After his retirement, he served as secretary and later president of the Subiaco Football Club, and also as a commentator. In 2004, Outridge was inducted into the West Australian Football Hall of Fame.

==Football career==
Outridge was born in Ballarat East, Victoria, to Henry Joseph and Hannah Elizabeth (née Rutherford) Outridge. His father had played for both Ballarat Imperials and South Ballarat in the Ballarat Football League, captaining the latter side.
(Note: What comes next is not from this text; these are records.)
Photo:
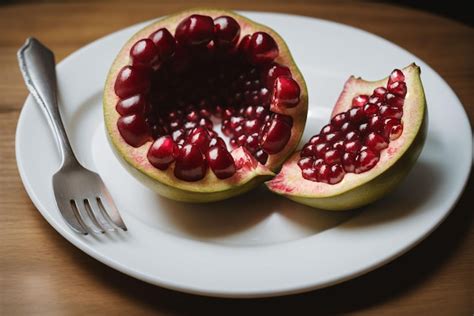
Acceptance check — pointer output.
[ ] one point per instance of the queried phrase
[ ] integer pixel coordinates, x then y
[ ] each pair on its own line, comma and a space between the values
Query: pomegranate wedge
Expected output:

He and his family moved to Eastern Goldfields of Western Australia in 1903, living first in Coolgardie, and then in Kunanalling, where his father opened a mine, the Shamrock.
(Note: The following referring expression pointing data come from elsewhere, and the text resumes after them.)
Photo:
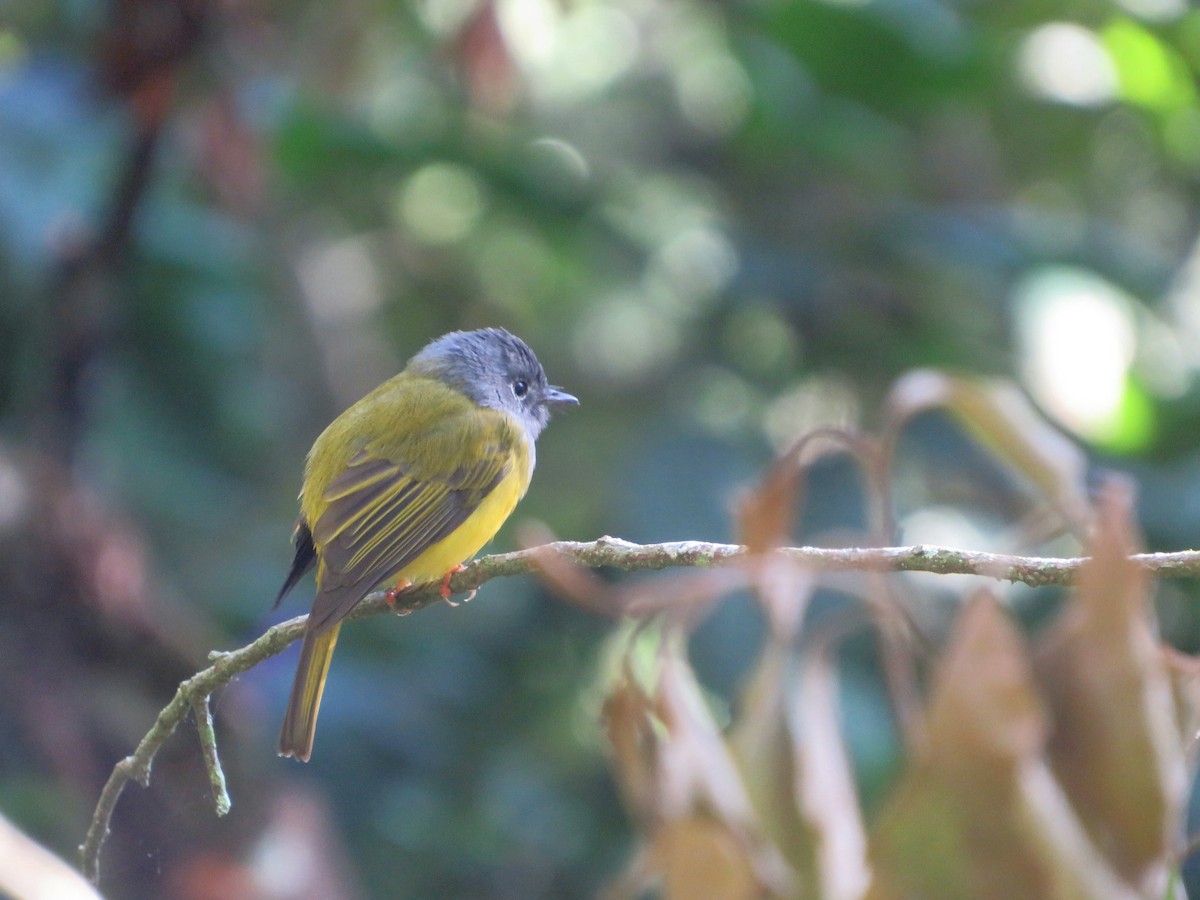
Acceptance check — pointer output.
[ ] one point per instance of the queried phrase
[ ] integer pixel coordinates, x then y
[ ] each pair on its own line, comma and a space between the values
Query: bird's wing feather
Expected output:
382, 514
Outridge began playing football for the Coolgardie H-Company Cadets in the Goldfields Cadets Association. In 1914, he progressed to the Mines Rovers Football Club in the senior Goldfields Football League (GFL), and played in the club's 1915 premiership win over Boulder City. After two seasons playing in Coolgardie, he was recruited by the Perth Football Club in the West Australian Football League (WAFL) in Perth. In 1919, after three seasons and 33 games with the club, Outridge received a transfer to at the urging of Eddie du Feu, a Subiaco player.
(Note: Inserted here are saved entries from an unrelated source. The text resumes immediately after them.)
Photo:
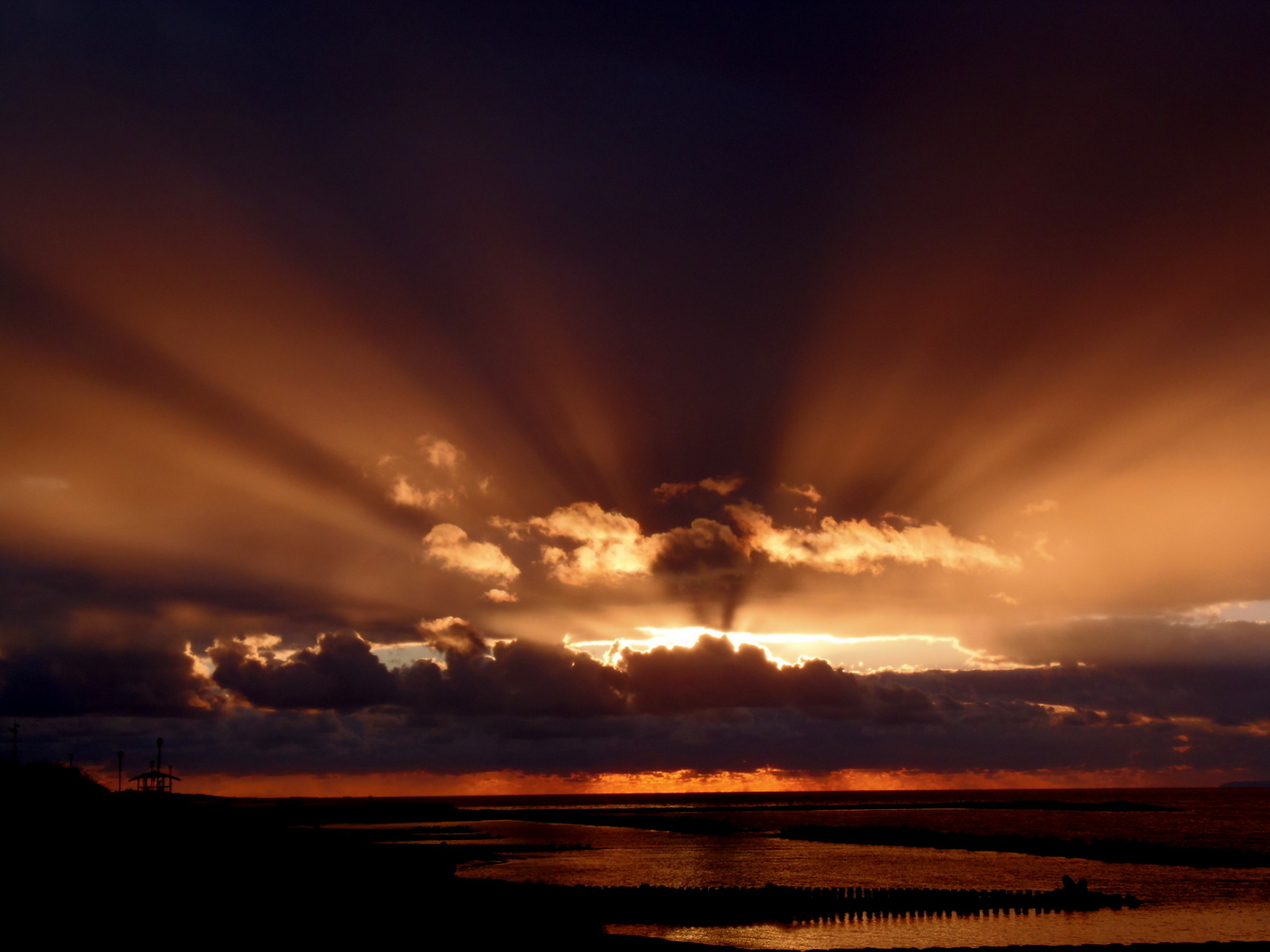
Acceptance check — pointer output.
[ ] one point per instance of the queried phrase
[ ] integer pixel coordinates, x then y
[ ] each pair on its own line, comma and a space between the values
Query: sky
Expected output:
530, 397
Playing mainly as a ruckman, Outridge excelled with Subiaco. He served as captain of the club in 1920, and the following season won both Subiaco's best and fairest award and the inaugural Sandover Medal, awarded to the best player in the WAFL. He had tied for the Sandover Medal with Cyril Hoft of , but was awarded the medal on the casting votes of the league's president. Outridge made his debut for Western Australia at the 1921 Australasian Football Carnival, held in Perth, and was widely considered one of Western Australia's best players at the Carnival. Outridge went on to represent Western Australia in three more carnivals: the 1924 Australian Football Carnival held in Hobart, the 1927 Australian Football Carnival held in Melbourne, and the 1930 Australian National Football Carnival held in Adelaide. Overall, Outridge played 25 games for Western Australia in carnival and interstate matches, kicking 36 goals.

In 1930, Outridge was chosen as captain for the 1930 Australian National Football Carnival held in Adelaide. The West Australian reported: "the fact that he was chosen in that capacity after such a long career as a follower was tribute to his ability, and he proved in Adelaide that he could rise to the occasion". Outridge badly injured a leg in a match against Victoria, and was unable to play again in the carnival. In April 1931, it was reported that Outridge had decided to retire, however, he returned to play several games for Subiaco in June. While not playing in the senior team, Outridge represented the Subiaco side in the West Australian National Football Association (WANFA), which acted as a second-tier competition for the WANFL. A bout of appendicitis in October of the same year forced Outridge to miss the 1931 WANFA Grand Final, in which Subiaco defeated Midland-Guildford by 25 points.

==Post-playing career==
After his retirement from playing, Outridge was employed by Alfred Sandover's sporting goods company, Harris, Scarfe and Sandover's, along with Allan Evans, whom he had previously played with at Perth. Outridge also served as a commentator for WANFL matches on the radio, as well occupying the roles of secretary (from 1935 to 1940) and later president (in the 1941 season) of the Subiaco Football Club. He was made a life member of the club in 1935, and a life member of the league in 1956. In 1944, Outridge served as a goal umpire for a football match between two Royal Australian Air Force (RAAF) units at Kalgoorlie. He later bought a hotel in Bunbury, which he worked at until his retirement. Outridge died in 1973 in Perth.

==Honoured==
The Tom Outridge Medal is awarded each season to the Subiaco Football Club's best and fairest player.

A street in Subiaco, Outridge Crescent, is named after him.

In 2004, Cazaly Resources, an Australian gold exploration company, named a discovery near Kunanalling "Outridge Prospect" after him.

One of his sons, Thomas Michael Outridge Jr., played cricket for Western Australia.

He was posthumously inducted into the West Australian Football Hall of Fame in 2004, and was named in a forward pocket in Subiaco's Team of the Century in 2008.